Gestire le operazioni aziendali a distanza significa anche trovare un modo per efficientare la comunicazione tra colleghi e automatizzarne i processi. Una soluzione imprescindibile, soprattutto per chi lavora in team, è quella del cloud condiviso dentro cui caricare tutti i file necessari al gruppo di lavoro, evitando scomodissimi allegati via mail, da inviare più volte dopo ogni modifica. Una suite decisamente pratica e totalmente gratuita è quella inclusa nei servizi di Google Drive, che è oltretutto estremamente semplice da utilizzare. Un’ottima alternativa è rappresentata dalla suite Microsoft 365, che include anche un terabyte di spazio all’interno del sistema OneDrive.

Strumento per le videoconferenze

Ovviamente, la distanza fisica sarà sopperita attraverso frequenti videochiamate. Dunque, le aziende non possono fare a meno di uno strumento per le videoconferenze adatto, che permetta anche videochiamate con un numero elevato di utenti e senza limiti di tempo. Servizi che sono proposti nella versione a pagamento da numerose piattaforme quali Meet di Google, Zoom, Cisco WebEx Meeting e Skype Business

Cuffie Wireless

Il sistema di videoconferenza deve essere adeguato alle esigenze, ma devono esserlo anche le strumentazioni impiegate dai singoli utenti. In questo senso, è fondamentale, soprattutto per chi vive nel centro abitato, munirsi di cuffie wireless integrate al funzionamento di un microfono. Non ci si può permettere di rinviare una riunione perché il vicino di casa sta lavorando con il trapano in casa o perché il traffico che giunge dalla finestra rende impossibile il dialogo con gli altri membri della videoconferenza.

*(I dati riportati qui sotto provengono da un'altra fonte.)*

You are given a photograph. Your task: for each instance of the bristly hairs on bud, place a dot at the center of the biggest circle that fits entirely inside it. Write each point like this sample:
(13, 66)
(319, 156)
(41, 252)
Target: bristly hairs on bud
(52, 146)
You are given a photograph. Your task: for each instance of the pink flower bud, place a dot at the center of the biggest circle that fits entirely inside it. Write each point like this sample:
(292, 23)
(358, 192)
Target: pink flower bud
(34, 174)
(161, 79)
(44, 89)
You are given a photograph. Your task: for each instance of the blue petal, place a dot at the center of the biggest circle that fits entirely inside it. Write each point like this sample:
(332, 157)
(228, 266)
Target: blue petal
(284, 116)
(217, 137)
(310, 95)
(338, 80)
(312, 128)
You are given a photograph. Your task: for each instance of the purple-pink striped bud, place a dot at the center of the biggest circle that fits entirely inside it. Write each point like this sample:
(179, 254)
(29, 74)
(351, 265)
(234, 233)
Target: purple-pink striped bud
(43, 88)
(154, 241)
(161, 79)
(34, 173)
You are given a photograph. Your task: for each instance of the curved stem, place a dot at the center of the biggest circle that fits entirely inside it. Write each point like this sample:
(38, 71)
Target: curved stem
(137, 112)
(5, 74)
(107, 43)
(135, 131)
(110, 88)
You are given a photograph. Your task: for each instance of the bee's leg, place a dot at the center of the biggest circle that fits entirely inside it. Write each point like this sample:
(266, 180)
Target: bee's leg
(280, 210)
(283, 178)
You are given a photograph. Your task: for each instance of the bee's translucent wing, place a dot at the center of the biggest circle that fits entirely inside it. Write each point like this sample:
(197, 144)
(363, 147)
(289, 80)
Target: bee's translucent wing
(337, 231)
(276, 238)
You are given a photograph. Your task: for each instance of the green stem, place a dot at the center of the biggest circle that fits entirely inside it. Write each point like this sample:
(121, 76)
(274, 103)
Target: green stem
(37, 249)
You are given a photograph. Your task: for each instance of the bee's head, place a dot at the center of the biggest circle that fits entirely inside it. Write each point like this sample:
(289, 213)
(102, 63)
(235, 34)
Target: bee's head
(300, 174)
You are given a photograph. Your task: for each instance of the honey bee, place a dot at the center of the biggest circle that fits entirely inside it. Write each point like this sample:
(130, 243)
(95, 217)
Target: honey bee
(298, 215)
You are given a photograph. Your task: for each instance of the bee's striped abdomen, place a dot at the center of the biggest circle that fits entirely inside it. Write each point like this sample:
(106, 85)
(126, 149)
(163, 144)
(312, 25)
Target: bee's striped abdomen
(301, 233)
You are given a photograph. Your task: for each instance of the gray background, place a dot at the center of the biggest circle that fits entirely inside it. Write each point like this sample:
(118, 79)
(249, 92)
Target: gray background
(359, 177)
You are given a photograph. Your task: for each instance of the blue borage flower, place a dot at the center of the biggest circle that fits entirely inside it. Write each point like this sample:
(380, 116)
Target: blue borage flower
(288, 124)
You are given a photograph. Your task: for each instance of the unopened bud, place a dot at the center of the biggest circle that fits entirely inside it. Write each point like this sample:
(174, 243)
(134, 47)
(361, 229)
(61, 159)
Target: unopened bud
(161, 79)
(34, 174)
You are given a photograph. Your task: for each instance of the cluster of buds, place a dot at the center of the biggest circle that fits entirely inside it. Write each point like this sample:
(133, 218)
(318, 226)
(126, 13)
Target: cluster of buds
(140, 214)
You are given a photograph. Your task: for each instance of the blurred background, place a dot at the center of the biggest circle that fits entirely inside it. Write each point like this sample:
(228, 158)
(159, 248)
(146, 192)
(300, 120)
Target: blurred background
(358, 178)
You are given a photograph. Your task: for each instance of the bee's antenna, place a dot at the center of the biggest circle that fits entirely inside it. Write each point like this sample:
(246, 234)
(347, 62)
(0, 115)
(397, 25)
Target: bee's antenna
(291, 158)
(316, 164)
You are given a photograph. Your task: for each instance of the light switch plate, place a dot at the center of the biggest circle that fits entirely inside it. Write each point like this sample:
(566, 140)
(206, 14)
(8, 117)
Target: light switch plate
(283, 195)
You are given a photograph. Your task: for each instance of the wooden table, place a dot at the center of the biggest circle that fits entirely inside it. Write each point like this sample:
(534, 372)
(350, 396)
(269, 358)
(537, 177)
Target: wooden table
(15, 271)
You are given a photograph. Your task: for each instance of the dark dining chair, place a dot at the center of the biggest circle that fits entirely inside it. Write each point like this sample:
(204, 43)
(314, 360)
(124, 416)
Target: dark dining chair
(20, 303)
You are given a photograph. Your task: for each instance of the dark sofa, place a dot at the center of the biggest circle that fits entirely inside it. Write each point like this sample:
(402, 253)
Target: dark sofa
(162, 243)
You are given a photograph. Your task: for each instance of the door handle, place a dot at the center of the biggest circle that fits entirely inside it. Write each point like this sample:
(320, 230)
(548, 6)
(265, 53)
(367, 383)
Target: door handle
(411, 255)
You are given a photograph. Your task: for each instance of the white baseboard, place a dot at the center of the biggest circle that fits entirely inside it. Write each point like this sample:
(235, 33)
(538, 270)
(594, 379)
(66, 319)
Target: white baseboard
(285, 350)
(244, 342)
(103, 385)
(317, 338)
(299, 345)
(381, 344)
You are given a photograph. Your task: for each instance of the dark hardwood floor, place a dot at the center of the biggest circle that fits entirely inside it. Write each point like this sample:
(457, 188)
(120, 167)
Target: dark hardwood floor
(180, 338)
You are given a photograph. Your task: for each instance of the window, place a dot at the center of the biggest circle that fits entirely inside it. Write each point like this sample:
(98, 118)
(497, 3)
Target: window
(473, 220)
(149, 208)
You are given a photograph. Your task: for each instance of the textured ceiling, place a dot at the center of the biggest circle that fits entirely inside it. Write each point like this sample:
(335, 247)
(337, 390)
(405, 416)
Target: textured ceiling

LEGGI ANCHE: Project manager: cosa fa, skills e come diventarlo

Trello per gestire i progetti condivisi

Trello è un gestionale che permette l’organizzazione di un progetto, di ordinare i task di ogni professionista, di elencare le cose da fare e quelle già fatte e di caricare varie tipologie di file. La piattaforma è perfetta per rendere immediata la coordinazione fra professionisti senza neppure il bisogno di collegarsi a chat condivise o di alimentare costanti flussi di comunicazione: è tutto lì!